U.S. president Donald Trump’s power struggle with China was perhaps the defining feature of his presidency, until the coronavirus COVID-19 pandemic struck.
The pandemic—and subsequent lockdowns—crashed global markets and pushed investors around the world toward the safety of the almighty dollar.
But the U.S. dollar’s days as the world’s reserve currency could be numbered, with some of the biggest ever changes to government-backed central bank currencies looming—and China leading the field.
Casual discussions around central bank digital currencies, sometimes called CBDCs, have been going on for the last few of years.
Digital currencies would work just like regular coins and notes issued by central banks but exist entirely online. Instead of printing or minting currency, the central banks would issue digital dollars via online accounts—similar to the commercial banking apps that have exploded in popularity in recent years.
Employers could, theoretically, pay directly into these government-run accounts and both online and physical stores could accept payment from them. Foreign exchange could also be handled through them, easing the flow of international trade.
The long-running debate among central bankers over the need for digital currencies was blown wide open last year by news of Facebook’s libra project—something that almost saw the social media giant elevate itself to (or even above) central bank status as an issuer of the first global currency.
World leaders and regulators slapped Facebook back down.
“We have only one real currency in the U.S.A., and it is stronger than ever, both dependable and reliable,” Trump said last year in a Twitter tirade against Facebook’s libra, as well as bitcoin and cryptocurrencies—scarce digital assets that were the inspiration for libra.
“[The dollar] is by far the most dominant currency anywhere in the world, and it will always stay that way.”
Libra is expected to launch later this year, though somewhat reduced from Facebook chief executive Mark Zuckerberg’s original vision.
Some U.S. lawmakers have proposed the creation of digital dollars and so-called FedAccounts as part of stimulus bills designed to offset the economic damage wrought by coronavirus-induced lockdowns.
These have so far been excluded from final bills and may never get through a divided Congress—perhaps leaving Facebook’s libra as a defacto digital dollar.
“The big battle for global financial supremacy could be between the digital yuan and Facebook’s libra dollar, a digital version of the U.S. dollar,” said financial author and trading veteran Glen Goodman, who made a name for himself by successfully navigating stock markets during the 2008 global financial crisis and has been closely following the development of central bank digital currencies.
“Both of these currencies may be launched as soon as this year and will make it quicker, cheaper and more efficient to buy, sell or transfer money from place to place.
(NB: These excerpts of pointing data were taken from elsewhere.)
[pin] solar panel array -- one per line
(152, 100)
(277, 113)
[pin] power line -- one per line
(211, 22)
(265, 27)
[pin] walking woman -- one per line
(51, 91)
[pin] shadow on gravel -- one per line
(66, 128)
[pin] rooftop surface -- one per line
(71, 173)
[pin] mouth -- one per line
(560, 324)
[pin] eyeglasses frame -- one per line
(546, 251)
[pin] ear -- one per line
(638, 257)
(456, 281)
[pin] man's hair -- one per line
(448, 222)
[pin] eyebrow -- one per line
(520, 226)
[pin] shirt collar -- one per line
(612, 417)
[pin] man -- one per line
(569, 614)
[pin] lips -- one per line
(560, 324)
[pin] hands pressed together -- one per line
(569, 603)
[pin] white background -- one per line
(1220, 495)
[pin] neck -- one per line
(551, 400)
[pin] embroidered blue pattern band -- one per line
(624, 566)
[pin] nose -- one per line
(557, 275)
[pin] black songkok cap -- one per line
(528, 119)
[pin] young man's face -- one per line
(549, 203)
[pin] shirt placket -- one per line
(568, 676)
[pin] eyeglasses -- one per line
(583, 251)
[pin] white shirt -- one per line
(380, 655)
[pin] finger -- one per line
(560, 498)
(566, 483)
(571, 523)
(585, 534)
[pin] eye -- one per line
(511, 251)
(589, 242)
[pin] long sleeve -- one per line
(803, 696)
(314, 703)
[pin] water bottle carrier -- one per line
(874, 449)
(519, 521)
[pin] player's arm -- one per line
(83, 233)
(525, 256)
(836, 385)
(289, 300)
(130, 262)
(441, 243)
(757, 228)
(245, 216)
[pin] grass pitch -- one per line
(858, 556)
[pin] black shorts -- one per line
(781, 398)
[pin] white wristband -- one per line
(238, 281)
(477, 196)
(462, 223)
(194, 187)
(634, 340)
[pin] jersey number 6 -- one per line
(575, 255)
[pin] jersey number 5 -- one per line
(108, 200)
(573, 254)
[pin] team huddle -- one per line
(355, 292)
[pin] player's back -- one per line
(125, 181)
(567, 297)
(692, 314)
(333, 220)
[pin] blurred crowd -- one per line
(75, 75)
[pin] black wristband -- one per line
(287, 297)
China will pull out all the stops to convince international trading partners to switch from the dollar to their new currency. If they manage to lure enough users, the U.S. dollar could be in deep trouble.”
Battle lines are now being drawn but the war could be measured in decades and not years.
“Given the risks inherent to such a transformation, China will phase in the CBDC very gradually,” journalists at the widely-respected Economist newspaper wrote this week, pointing to analysis from Citic Securities that estimates it will take “several years for the digital yuan to replace just about 10% of all physical cash in China.”
Donald Trump’s first term as U.S. president may have been marked by his trade war with China; but if he wins a second he could go down in history as the president that that saw the U.S. dollar fall from grace.